OpenAI has begun testing advertisements on ChatGPT, marking a significant shift in the artificial intelligence company’s monetisation strategy as it seeks to generate revenue beyond subscriptions amid soaring valuations and operating costs.
In a blog post published on Friday, the company said it would roll out a limited ad pilot in the United States for users on its Free and newly launched Go tiers. The Go plan, priced at $8 per month, was introduced globally this week. More expensive plans, including Plus, Pro, Business and Enterprise, will remain ad-free for now.
The ads will appear at the bottom of ChatGPT conversations and will be contextually aligned with the topic being discussed. OpenAI said users will be able to dismiss ads, view explanations for why particular ads are shown, and turn off ad personalisation, a move designed to give users greater control over how advertising functions on the platform.
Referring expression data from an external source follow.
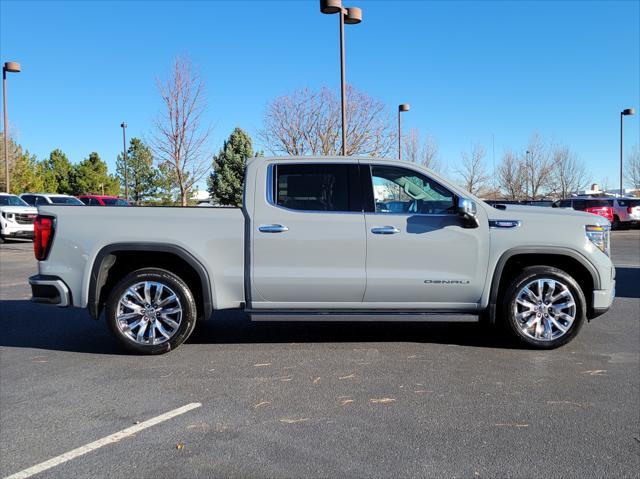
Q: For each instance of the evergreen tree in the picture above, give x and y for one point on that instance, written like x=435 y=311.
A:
x=226 y=181
x=91 y=176
x=58 y=173
x=26 y=174
x=142 y=177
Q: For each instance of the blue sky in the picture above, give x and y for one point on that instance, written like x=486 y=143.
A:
x=472 y=71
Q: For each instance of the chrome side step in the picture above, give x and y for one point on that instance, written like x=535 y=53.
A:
x=391 y=316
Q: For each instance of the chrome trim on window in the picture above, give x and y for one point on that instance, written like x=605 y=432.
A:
x=271 y=200
x=504 y=224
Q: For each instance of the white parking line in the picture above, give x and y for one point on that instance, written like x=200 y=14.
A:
x=92 y=446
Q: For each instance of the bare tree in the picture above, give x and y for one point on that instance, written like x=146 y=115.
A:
x=416 y=150
x=537 y=167
x=473 y=170
x=633 y=168
x=511 y=176
x=308 y=122
x=180 y=138
x=567 y=173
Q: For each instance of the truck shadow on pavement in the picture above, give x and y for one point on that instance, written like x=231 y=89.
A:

The company also said it will not serve ads to users it believes are under the age of 18 and pledged not to sell user data to advertisers. According to OpenAI, the introduction of ads will not affect how ChatGPT responds to questions, stressing what it described as “answer independence” between advertising and the chatbot’s outputs.
The move comes as OpenAI, currently valued at about $500 billion, faces mounting pressure to build sustainable revenue streams to support its rapidly expanding infrastructure and research ambitions. While subscription services remain a core source of income, advertising offers a potentially large new revenue pool, particularly given ChatGPT’s massive global user base.
Industry analysts say the strategy could work on two fronts: generating advertising revenue from free and lower-tier users while nudging some users toward higher-priced subscriptions to avoid ads altogether. Similar freemium models have long been used by social media and streaming platforms, though applying them to conversational AI raises new questions about trust, neutrality and user experience.
OpenAI sought to pre-empt those concerns in its announcement, framing advertising as a means of sustaining free access to AI tools while advancing its broader mission. The company said its “pursuit of advertising is always in support of” its goal of ensuring that artificial general intelligence benefits all of humanity.
The ad pilot is expected to run for several months as OpenAI evaluates user feedback, advertiser interest and potential expansion to other markets.